Early ART initiation may increase all-cause mortality compared to delayed ART initiation (RR 1.42, 95% CI 1.02 to 1.97; 294 participants, 4 trials; low-certainty evidence). Early ART initiation may reduce relapse of cryptococcal meningitis compared to delayed ART initiation (RR 0.27, 95% CI 0.07 to 1.04; 205 participants, 2 trials, low-certainty evidence). We are uncertain whether early ART initiation increases or reduces cryptococcal IRIS events compared to delayed ART initiation (RR 3.56, 95% CI 0.51 to 25.02; 205 participants, 2 trials; I2 = 54%; very low-certainty evidence). We are uncertain if early ART initiation increases or reduces virological suppression at six months compared to delayed ART initiation (RR 0.93, 95% CI 0.72 to 1.22; 205 participants, 2 trials; I2 statistic = 0%; very low-certainty evidence).
We were unable to pool results related to rate of fungal clearance for the two trials that reported this outcome; individual trial results indicated that there was no difference in cerebrospinal fluid fungal clearance between trial arms.
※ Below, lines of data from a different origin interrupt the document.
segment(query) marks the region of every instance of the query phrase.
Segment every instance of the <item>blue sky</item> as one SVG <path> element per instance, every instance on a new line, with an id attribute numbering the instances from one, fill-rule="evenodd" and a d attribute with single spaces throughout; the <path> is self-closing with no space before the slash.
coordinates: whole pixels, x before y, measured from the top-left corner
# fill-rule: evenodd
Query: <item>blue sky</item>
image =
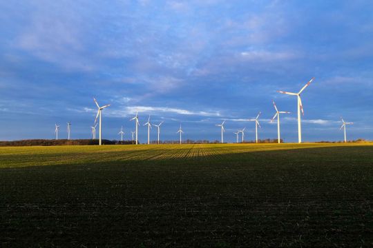
<path id="1" fill-rule="evenodd" d="M 370 1 L 22 1 L 0 3 L 0 140 L 90 137 L 103 111 L 103 138 L 130 138 L 139 111 L 164 121 L 162 139 L 225 140 L 254 123 L 259 138 L 296 141 L 302 96 L 305 141 L 373 139 L 373 2 Z M 152 139 L 156 138 L 155 129 Z"/>

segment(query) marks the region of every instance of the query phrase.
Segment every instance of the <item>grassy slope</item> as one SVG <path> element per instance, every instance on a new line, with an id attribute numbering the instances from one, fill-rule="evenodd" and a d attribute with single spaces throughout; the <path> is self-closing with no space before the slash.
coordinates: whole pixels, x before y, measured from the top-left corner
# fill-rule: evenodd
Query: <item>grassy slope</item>
<path id="1" fill-rule="evenodd" d="M 373 145 L 0 148 L 0 242 L 372 246 Z"/>

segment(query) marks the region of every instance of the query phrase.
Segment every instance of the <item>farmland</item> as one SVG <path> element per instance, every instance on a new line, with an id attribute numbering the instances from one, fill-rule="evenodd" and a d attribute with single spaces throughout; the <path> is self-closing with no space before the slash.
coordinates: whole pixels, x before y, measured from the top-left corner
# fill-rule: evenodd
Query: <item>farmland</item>
<path id="1" fill-rule="evenodd" d="M 373 145 L 0 147 L 2 247 L 371 247 Z"/>

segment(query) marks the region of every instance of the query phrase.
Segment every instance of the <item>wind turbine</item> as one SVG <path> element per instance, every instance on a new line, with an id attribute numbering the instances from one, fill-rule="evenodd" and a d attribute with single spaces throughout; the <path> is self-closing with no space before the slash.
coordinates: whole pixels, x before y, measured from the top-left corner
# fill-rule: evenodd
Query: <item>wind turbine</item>
<path id="1" fill-rule="evenodd" d="M 218 126 L 218 127 L 221 127 L 221 129 L 222 129 L 222 143 L 224 143 L 224 139 L 223 139 L 223 132 L 225 132 L 224 129 L 224 123 L 225 122 L 225 121 L 224 121 L 222 122 L 222 124 L 217 124 L 216 125 L 216 126 Z"/>
<path id="2" fill-rule="evenodd" d="M 287 92 L 283 91 L 278 91 L 278 92 L 289 94 L 291 96 L 296 96 L 298 98 L 298 143 L 302 143 L 302 130 L 300 128 L 300 110 L 302 111 L 303 115 L 305 115 L 305 112 L 303 111 L 303 105 L 302 105 L 302 100 L 300 99 L 300 93 L 305 89 L 309 85 L 309 84 L 315 79 L 314 77 L 311 79 L 310 81 L 308 81 L 308 83 L 306 83 L 305 86 L 298 93 L 291 93 L 291 92 Z"/>
<path id="3" fill-rule="evenodd" d="M 246 127 L 244 127 L 243 130 L 239 130 L 238 132 L 242 132 L 242 143 L 243 143 L 243 141 L 244 141 L 244 136 L 245 136 L 245 130 L 246 129 Z"/>
<path id="4" fill-rule="evenodd" d="M 123 142 L 123 134 L 124 134 L 124 132 L 123 132 L 123 126 L 122 126 L 122 128 L 120 129 L 120 132 L 118 133 L 118 134 L 120 134 L 120 136 L 121 136 L 120 141 Z"/>
<path id="5" fill-rule="evenodd" d="M 275 107 L 275 110 L 276 110 L 276 114 L 274 116 L 274 118 L 272 118 L 271 119 L 271 122 L 274 121 L 274 118 L 276 118 L 276 116 L 277 116 L 277 141 L 278 142 L 278 143 L 280 143 L 280 114 L 290 114 L 290 112 L 285 112 L 285 111 L 278 111 L 278 110 L 277 109 L 277 107 L 276 106 L 276 104 L 274 103 L 274 101 L 272 100 L 272 103 L 274 103 L 274 106 Z"/>
<path id="6" fill-rule="evenodd" d="M 58 130 L 59 129 L 59 126 L 57 124 L 55 124 L 56 125 L 56 129 L 55 130 L 55 134 L 56 134 L 56 140 L 58 139 Z"/>
<path id="7" fill-rule="evenodd" d="M 131 132 L 132 133 L 132 143 L 133 144 L 133 134 L 135 134 L 135 132 L 131 131 Z"/>
<path id="8" fill-rule="evenodd" d="M 96 118 L 95 119 L 95 123 L 96 123 L 96 121 L 97 121 L 97 118 L 98 118 L 98 116 L 99 116 L 99 145 L 102 145 L 102 140 L 101 140 L 101 130 L 102 130 L 102 125 L 101 125 L 101 112 L 102 112 L 102 110 L 104 110 L 105 107 L 108 107 L 110 106 L 111 105 L 110 105 L 110 104 L 108 104 L 108 105 L 104 105 L 104 106 L 99 107 L 99 105 L 98 105 L 98 103 L 97 103 L 97 101 L 96 101 L 96 99 L 93 99 L 93 101 L 95 101 L 95 103 L 96 103 L 96 105 L 97 106 L 97 108 L 98 108 L 97 114 L 96 115 Z"/>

Similarly, we were unable to pool results on adverse events for the trials reporting on this outcome; individual trial results indicated no difference in the occurrence of grade 3 to 5 adverse events between trial arms.
Three of the four included trials had an overall low or unclear risk of bias related to the primary outcome of all-cause mortality. However, we assessed one trial as at high risk of bias due to selective outcome reporting and other bias. This, in addition to the few clinical events and imprecision of effect estimates, led to downgrading of the evidence to low or very low certainty.